A global genetic analysis of nematode spliced leader trans-splicing.

Nematode worms are one of the most successful groups of animals in terms of absolute biomass and the occupation of a diverse range of habitats. The majority of nematodes are free-living, feeding on microorganisms, but a significant number are parasites of animals or plants. Nematode parasites of humans make a substantial contribution to the global burden of disease, with a handful of nematode species annually accounting for some 46 million disability adjusted life years (DALYs), and plant parasites are responsible for global crop losses estimated at $100 billion each year. Although there are some effective treatments for these parasites, increases in the number and distribution of strains that are resistant to these drugs mean that there is a need to develop new therapeutic treatments. Ideal targets for the development of new therapeutics would be molecules and processes that are found only in nematodes, but are absent from the animals and plants that they infect. Ideally the therapeutic target would be one that is found in all nematodes enabling the development of a drug active against a broad range of nematode infections. One such process is spliced leader trans-splicing, which is an essential part of the way that genes are expressed in nematodes. While we have a good understanding of the main events in this process there have been no systematic investigations into the molecules that are involved. We have identified a new experimental approach to investigate this process in the major experimental system used to study nematode biology, C. elegans. Using this system, we have shown for the first time that is possible to visualise, through changes in the expression of a fluorescent protein, alterations in spliced leader trans-splicing in living animals. We will use this breakthrough to better understand sliced leader trans-splicing, and thereby improve the knowledge upon which the development of new anthelmintic drugs depends.

Spliced leader trans-splicing is an essential, but poorly understood process that occurs in many eukaryotes, including those that are major parasites of human, animals and plants. Arguably the organism in which spliced leader trans-splicing is best understood is C. elegans and work in this system underpins much of our current understanding of this process. Despite the fact that the basic steps in spliced leader trans-splicing are known, how these steps are achieved at the molecular level is not understood. To address this we have recently developed a novel, sensitive screening strategy that allows us, for the first time in any experimental system, to visualise loss of spliced leader trans-splicing in vivo. Importantly, we have validated our assay by showing that it is able to detect sub-lethal defects in this process, and have used this assay to show the involvement of three proteins previously implicated in in vitro experiments. The experiments outlined in this proposal build upon this work and aim to carry out the first comprehensive, genome-wide survey of the genes involved in spliced leader trans-splicing. Using our combined expertise in C. elegans genetics and the biochemistry of protein-RNA complexes we will characterise the components we identify and so obtain a better understanding of this process. Given that spliced leader trans-splicing is found in most, if not all, nematodes that affect human and animal health, as well as crop yields, it is likely our findings will ultimately have an impact in these areas of healthcare and food security.
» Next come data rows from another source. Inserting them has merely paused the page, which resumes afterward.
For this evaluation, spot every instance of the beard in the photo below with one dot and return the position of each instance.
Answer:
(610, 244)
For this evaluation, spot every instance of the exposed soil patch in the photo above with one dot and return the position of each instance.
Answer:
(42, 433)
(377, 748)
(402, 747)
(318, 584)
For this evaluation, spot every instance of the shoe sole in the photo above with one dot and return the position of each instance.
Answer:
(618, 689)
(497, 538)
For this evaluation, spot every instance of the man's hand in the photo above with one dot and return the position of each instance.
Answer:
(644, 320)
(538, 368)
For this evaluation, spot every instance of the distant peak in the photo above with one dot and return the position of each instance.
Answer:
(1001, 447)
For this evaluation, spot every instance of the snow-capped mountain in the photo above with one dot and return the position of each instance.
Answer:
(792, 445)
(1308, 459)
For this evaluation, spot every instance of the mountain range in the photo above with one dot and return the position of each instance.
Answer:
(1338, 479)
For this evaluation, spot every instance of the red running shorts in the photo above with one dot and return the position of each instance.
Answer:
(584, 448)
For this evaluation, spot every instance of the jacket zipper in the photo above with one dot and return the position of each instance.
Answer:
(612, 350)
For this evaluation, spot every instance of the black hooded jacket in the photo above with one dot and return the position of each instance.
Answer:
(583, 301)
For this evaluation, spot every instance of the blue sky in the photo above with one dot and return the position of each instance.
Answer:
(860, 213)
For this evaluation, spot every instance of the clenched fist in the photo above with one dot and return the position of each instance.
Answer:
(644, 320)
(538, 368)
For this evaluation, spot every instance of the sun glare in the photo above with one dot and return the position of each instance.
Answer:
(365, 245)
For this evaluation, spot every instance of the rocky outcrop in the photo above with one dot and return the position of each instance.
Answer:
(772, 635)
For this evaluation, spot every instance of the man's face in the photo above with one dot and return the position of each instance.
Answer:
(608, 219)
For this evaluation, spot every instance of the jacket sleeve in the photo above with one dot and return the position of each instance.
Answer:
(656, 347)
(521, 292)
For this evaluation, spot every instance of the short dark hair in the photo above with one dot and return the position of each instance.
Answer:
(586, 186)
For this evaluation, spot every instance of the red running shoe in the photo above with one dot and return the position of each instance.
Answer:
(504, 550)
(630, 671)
The main beneficiaries of the proposed research would be those individuals and organisations that are focussed upon combating nematodes parasites that affect humans and the animals and plants that are important for human health and well-being. Our research has the potential to identify novel therapeutic targets that would be of interest to pharmaceutical companies, or charitable foundations with an interest in treating neglected tropical diseases. Moreover, the system that we have developed to screen for molecules involved in spliced leader trans-splicing can be readily adapted into an automated, high-throughput screening system to identify chemical inhibitors of spliced leader trans-splicing that could serve as the basis of novel therapeutics, which would have application in the treatment of a broad range of nematode infections of human, animal and plants. Again, there may be commercial interests that would benefit from this knowledge.

The research postholder will also benefit through the training associated with the research position, and through the networking and skills obtained through our collaboration with Professor Blumenthal's laboratory at the University of Colorado.

The wider UK community will potentially benefit from the project, since it is likely to significantly improve our understanding of a fundamental and essential process that is specific to nematode biology. Given the importance of nematodes in terms of global public and animal health, economics and food security, applications of the research offer long-term benefits in terms of new treatments and control measures for nematode diseases.

The wider community (including school children, teachers and the local farming community) will also benefit from initiatives to discuss, and in some cases participate, in the proposed research, and gain an understanding of how the research outcomes could affect them.